THE Nigerian Metrological Agency (NIMET) which predicated the flood scenario in 2012 and analyzed the most likely areas to experience flood has once again, predicted that most parts of Nigeria are likely to experience delayed onset, early cessation less-than-normal rainfall amounts and dry spells in 2016.
The Director-General of NIMet, Dr. Anthony Anuforom, who announced this recently at the 2016 Seasonal Rainfall Prediction (SRP), noted that the expected lower-than-normal rainfall in parts of the country does not rule out the possibility of isolated flash floods due to high intensity rainfall at the peak of the season, especially flood prone places, such as Delta State and other Niger Delta costal states.
According to him, NIMET’s SRP is part of the agency’s meteorological Early Warning System, containing rainfall and temperature outlook for the year, as well as the possible socio-economic implications of the projected weather patterns.
SRP, he said, was designed to provide vital information for planning and execution of projects and programmes in various sectors of the economy, especially those that are sensitive to weather variability, such as agriculture, air transportation, infrastructure construction, telecommunications and water resources.
He specifically pointed out that rainfall predictions are risk factors for farmers in the affected areas that must be carefully managed, adding that, ‘‘dry spells during the rainy season may be more frequent and severe in many parts of the North, while the ‘Little Dry Season’ or August break in parts of the South is expected to be pronounced.
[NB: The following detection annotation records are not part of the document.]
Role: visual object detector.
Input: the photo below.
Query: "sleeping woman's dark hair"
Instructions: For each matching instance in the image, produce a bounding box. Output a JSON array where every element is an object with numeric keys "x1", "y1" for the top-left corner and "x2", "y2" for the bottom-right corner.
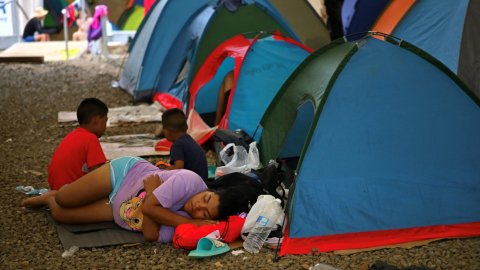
[
  {"x1": 207, "y1": 173, "x2": 267, "y2": 219},
  {"x1": 210, "y1": 189, "x2": 243, "y2": 220}
]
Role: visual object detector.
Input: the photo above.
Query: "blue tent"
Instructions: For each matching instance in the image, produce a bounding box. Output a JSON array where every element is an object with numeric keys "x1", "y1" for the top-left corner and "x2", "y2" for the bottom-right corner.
[
  {"x1": 120, "y1": 0, "x2": 299, "y2": 102},
  {"x1": 188, "y1": 33, "x2": 312, "y2": 138},
  {"x1": 342, "y1": 0, "x2": 391, "y2": 35},
  {"x1": 258, "y1": 33, "x2": 480, "y2": 255}
]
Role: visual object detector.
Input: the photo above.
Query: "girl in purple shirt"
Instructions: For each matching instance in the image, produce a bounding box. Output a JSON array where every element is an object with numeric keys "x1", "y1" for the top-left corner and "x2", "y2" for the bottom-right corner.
[{"x1": 23, "y1": 157, "x2": 238, "y2": 243}]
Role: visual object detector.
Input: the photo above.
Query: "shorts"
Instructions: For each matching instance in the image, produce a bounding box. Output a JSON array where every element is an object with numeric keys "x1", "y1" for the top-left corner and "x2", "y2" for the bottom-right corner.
[
  {"x1": 23, "y1": 36, "x2": 35, "y2": 42},
  {"x1": 109, "y1": 156, "x2": 144, "y2": 207}
]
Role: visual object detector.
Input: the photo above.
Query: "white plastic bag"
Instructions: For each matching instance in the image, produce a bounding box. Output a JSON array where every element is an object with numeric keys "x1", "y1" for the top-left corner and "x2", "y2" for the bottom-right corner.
[{"x1": 215, "y1": 142, "x2": 260, "y2": 178}]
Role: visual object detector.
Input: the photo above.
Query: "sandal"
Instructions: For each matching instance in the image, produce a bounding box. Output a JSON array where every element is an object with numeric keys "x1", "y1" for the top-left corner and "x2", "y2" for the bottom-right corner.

These are risk factors for farmers in the affected areas and has to be carefully and scientifically managed,” he said.
The agency also warned of the possibility of isolated flash floods due to high intensity rainfall at the peak of the season, especially flood prone places, especially, the Niger Delta region.
He then stressed the importance of proactive measures to avert the reoccurrence of devastating experiences recorded in the region in the previous years.
This predication as a matter of fact, call for prompt proactive measures to save lives and property, especially for the coastal communities in Delta State, on the heel of the rampaging flooding of Lagos State, some part of Kano, Sokoto (over 60 houses were destroyed during Sunday heavy rainfall), Kogi, Benue and other states across the nation.
Aware of the impending dooms and its consequences’, the National Emergency Management Agency (NEMA) has swiftly warned the most likely states (pencilled down), including Delta State, Bayelsa State and others for prompt proactive measures, to avert carnages.
It would be recalled that immediate proactive measures, employed by the Delta State Government, during the 2012 flood disaster, which reportedly claimed many lives and destroyed property worth billions of naira across the nation, saved the situation.
This predication came on the heels of the rampaging impacts of flood in Lagos State, Kano, Kaduna, Kogi, Benue States and other states across the nation. The Pointer Environment learnt that some states in the northern region have had series of bitter experiences due to the devastating impacts of the flood, which resulted in the destruction of many buildings.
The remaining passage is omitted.